Israeli Prime Minister Benyamin Netanyahu's speech at the UN General Assembly today was intended largely for a domestic audience. However, he signaled areas in which Israel might be open to progress in a post-Operation Protective Edge environment.
Netanyahu glossed over critical differences between extremist groups, linking together Hamas (with whom Israel has been negotiating in Cairo), ISIS, Iran, the Mahdi Army, and the Nazis. His speech spared no criticism of the UN for hosting Hamas rockets in its schools, and referred at one point to the UN Human Rights Council as the "Terrorist Rights Council." Netanyahu tried to link the Islamic State (aka ISIS) with the "Islamic State of Iran" (its formal name is the Islamic Republic of Iran) and used several other well-rehearsed talking points about Iran's imminent danger to regional stability.
Such a speech made few gains for Israel's political capital with the international community. However, it will likely be well-received by the Likud base on whom Netanyahu relies for political support. In the wake of Operation Protective Edge, Netanyahu is under pressure to stem a post-war decline in popularity and demonstrate a clear victory over Hamas. Just yesterday, MK Danny Danon, a representative of the Likud's most hawkish constituency, implied that Netanyahu's response to Hamas was not sufficiently strong. As competitors seek to take advantage of the opportunity to chip away Netanyahu's base, a fiery speech to the UN is a surefire way for the Prime Minister to consolidate support.

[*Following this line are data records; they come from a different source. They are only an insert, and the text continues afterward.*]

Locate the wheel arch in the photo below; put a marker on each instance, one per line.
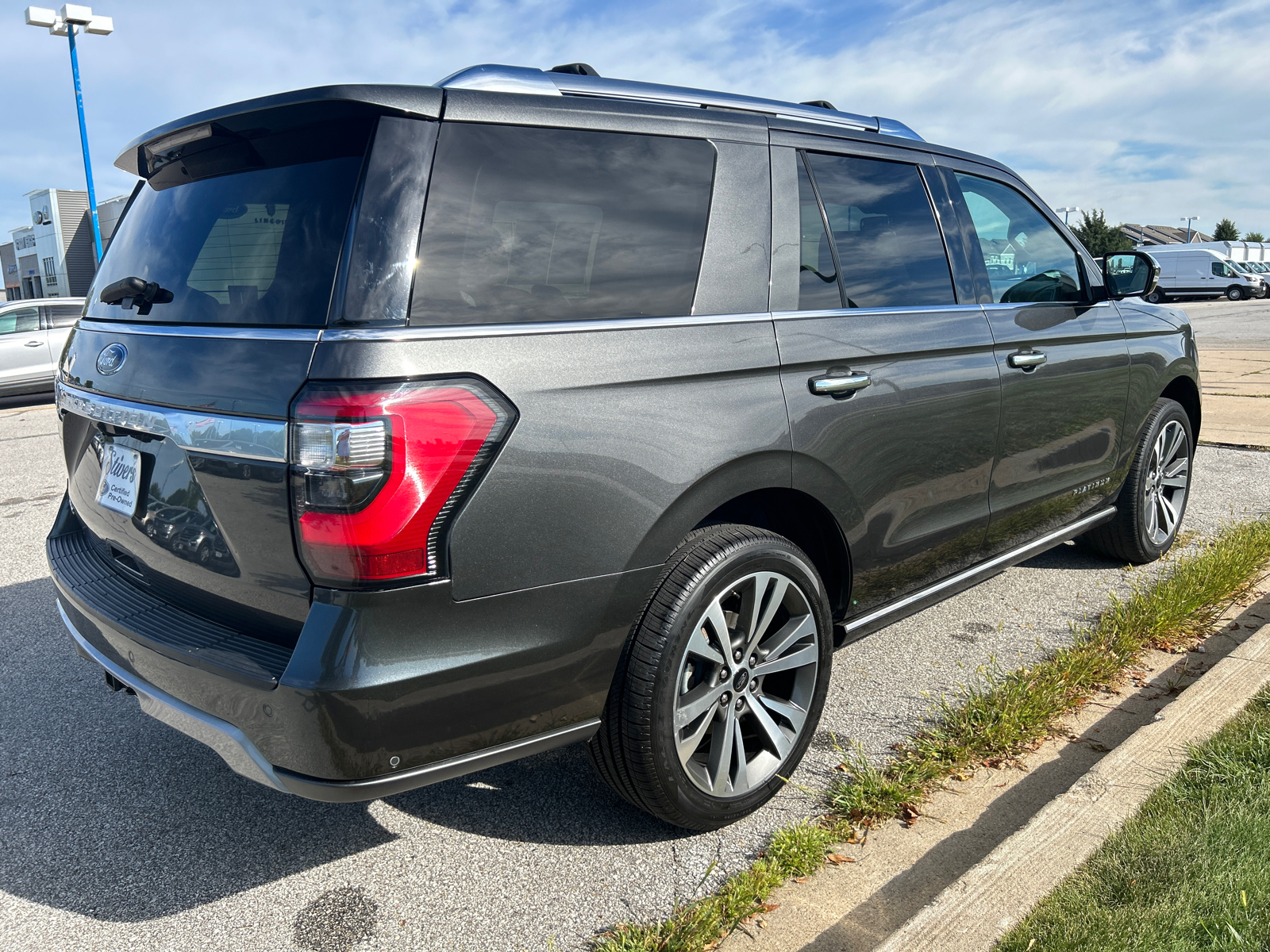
(1185, 391)
(806, 522)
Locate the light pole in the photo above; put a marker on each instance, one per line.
(64, 23)
(1064, 213)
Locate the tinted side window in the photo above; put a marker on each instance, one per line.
(21, 321)
(560, 225)
(63, 315)
(889, 248)
(817, 277)
(1026, 255)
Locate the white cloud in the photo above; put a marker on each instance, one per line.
(1149, 111)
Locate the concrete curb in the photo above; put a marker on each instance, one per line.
(992, 896)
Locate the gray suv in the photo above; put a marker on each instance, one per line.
(537, 408)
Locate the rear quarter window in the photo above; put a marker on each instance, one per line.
(560, 225)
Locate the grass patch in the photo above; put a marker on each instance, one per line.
(1187, 871)
(994, 719)
(1001, 714)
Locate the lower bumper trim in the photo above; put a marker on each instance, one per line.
(224, 738)
(237, 749)
(402, 781)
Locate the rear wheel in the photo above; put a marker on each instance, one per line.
(1153, 499)
(722, 683)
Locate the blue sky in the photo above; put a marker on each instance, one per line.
(1151, 111)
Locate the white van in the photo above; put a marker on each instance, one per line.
(1200, 271)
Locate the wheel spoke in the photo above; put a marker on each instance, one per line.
(714, 615)
(797, 659)
(700, 647)
(780, 743)
(793, 631)
(1170, 514)
(722, 748)
(687, 747)
(696, 702)
(742, 781)
(797, 716)
(761, 616)
(1175, 443)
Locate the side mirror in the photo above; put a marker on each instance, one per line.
(1130, 274)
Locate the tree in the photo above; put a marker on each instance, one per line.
(1099, 238)
(1226, 232)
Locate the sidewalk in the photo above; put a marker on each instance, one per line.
(964, 871)
(1236, 393)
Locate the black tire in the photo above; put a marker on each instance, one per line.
(1130, 537)
(635, 752)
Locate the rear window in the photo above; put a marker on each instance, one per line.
(560, 225)
(241, 228)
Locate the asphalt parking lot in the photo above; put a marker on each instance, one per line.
(121, 833)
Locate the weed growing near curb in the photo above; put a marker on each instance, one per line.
(994, 719)
(1003, 712)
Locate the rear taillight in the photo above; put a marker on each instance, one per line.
(376, 469)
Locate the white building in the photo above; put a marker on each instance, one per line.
(55, 251)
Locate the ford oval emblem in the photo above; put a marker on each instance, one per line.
(111, 359)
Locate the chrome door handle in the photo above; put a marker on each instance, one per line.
(1026, 359)
(838, 384)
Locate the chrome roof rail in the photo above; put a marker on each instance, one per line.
(529, 80)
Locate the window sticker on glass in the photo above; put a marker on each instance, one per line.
(241, 255)
(1026, 255)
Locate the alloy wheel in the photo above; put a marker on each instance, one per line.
(745, 685)
(1168, 482)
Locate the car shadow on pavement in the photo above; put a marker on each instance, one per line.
(114, 816)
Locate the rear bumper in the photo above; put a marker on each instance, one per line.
(385, 691)
(238, 750)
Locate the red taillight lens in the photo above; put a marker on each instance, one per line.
(376, 469)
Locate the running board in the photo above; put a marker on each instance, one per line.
(924, 598)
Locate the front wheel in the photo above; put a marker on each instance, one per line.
(1153, 499)
(722, 683)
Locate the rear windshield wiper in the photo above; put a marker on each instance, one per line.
(135, 291)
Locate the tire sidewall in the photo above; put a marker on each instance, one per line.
(1170, 412)
(768, 555)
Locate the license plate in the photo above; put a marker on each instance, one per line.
(121, 476)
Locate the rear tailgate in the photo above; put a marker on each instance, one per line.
(210, 527)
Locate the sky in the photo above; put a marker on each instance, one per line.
(1149, 111)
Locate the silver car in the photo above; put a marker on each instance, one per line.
(32, 336)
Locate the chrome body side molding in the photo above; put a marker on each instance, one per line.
(508, 330)
(213, 435)
(876, 619)
(202, 330)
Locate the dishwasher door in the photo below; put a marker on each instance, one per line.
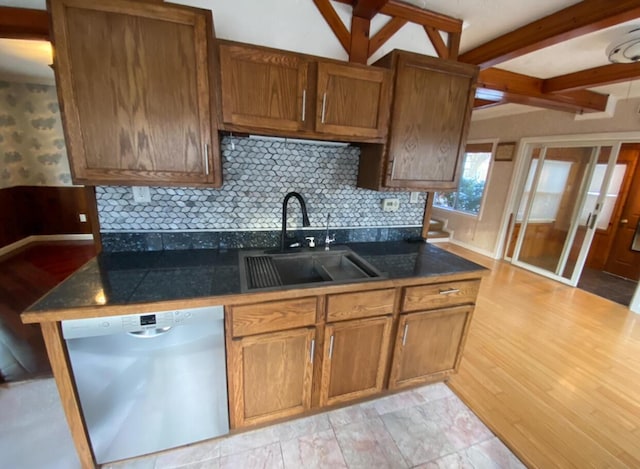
(145, 393)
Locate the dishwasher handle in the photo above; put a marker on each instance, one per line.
(150, 333)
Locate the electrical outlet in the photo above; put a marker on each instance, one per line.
(141, 195)
(390, 205)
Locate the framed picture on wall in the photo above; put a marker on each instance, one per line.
(505, 151)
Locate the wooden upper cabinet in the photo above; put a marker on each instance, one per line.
(263, 88)
(355, 359)
(429, 345)
(432, 104)
(352, 100)
(134, 87)
(270, 376)
(274, 92)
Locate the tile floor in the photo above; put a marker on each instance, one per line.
(428, 427)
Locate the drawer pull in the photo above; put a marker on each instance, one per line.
(312, 351)
(331, 347)
(304, 104)
(206, 159)
(324, 105)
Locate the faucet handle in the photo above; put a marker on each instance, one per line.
(328, 240)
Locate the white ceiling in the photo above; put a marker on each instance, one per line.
(483, 20)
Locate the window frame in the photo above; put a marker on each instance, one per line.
(488, 144)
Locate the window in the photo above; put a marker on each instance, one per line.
(475, 170)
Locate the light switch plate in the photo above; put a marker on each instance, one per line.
(390, 205)
(141, 194)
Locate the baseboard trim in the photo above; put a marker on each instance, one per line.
(40, 238)
(439, 240)
(473, 248)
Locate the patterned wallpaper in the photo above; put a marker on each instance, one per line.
(32, 148)
(257, 173)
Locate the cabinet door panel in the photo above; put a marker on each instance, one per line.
(355, 358)
(271, 376)
(427, 344)
(352, 101)
(134, 87)
(263, 88)
(432, 107)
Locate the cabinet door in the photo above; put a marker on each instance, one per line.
(428, 345)
(353, 101)
(355, 359)
(432, 107)
(263, 88)
(270, 376)
(133, 83)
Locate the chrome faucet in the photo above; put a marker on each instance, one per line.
(328, 240)
(305, 218)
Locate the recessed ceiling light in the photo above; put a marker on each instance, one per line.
(626, 48)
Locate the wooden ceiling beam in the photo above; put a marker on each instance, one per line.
(398, 9)
(453, 43)
(382, 36)
(334, 22)
(417, 15)
(23, 23)
(367, 9)
(486, 103)
(359, 47)
(598, 76)
(438, 43)
(582, 18)
(523, 89)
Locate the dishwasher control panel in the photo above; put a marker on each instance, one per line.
(90, 327)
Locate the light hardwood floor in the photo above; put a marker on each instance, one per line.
(554, 371)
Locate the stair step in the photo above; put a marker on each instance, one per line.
(438, 235)
(436, 225)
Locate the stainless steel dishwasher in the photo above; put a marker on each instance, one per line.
(149, 382)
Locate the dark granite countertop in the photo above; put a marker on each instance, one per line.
(126, 278)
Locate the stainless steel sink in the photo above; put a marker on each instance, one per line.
(267, 270)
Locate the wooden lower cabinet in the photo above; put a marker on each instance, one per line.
(354, 359)
(429, 345)
(270, 376)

Despite domestic pandering, Netanyahu's speech indicated the government's current negotiating position. Netanyahu's demand for "rock solid security arrangements" refers to an Israeli military presence on the West Bank - Jordan border. It will be very difficult to achieve this demand (the US has suggested cameras instead). The Prime Minister also called the need for territorial compromise "obvious," though it's unclear whether one-for-one land swaps are comparably obvious.
More significantly, Netanyahu called for regional Arab cooperation, mentioning Egypt, Jordan, the UAE, and Saudi Arabia as potential partners. Invoking "joint interest," Netanyahu may be seeking to outflank the Palestinian Authority which has threatened to pursue statehood at the UN and to bring Israel to the ICC on charges of war crimes. His comments also resonate in the wake of a re-affirmation of the Arab Peace Initiative on September 25th by GCC states meeting with US officials. These comments may have particular salience given cooperation by GCC and other Arab states on the conflict against ISIS in Syria.
If the Prime Minister's objective was to stem the tide of anti-Israel sentiment at the UN, he was certainly unsuccessful. However, if he intended to bolster domestic support while signalling the potential for cooperation with major Arab powers, Netanyahu achieved his goal.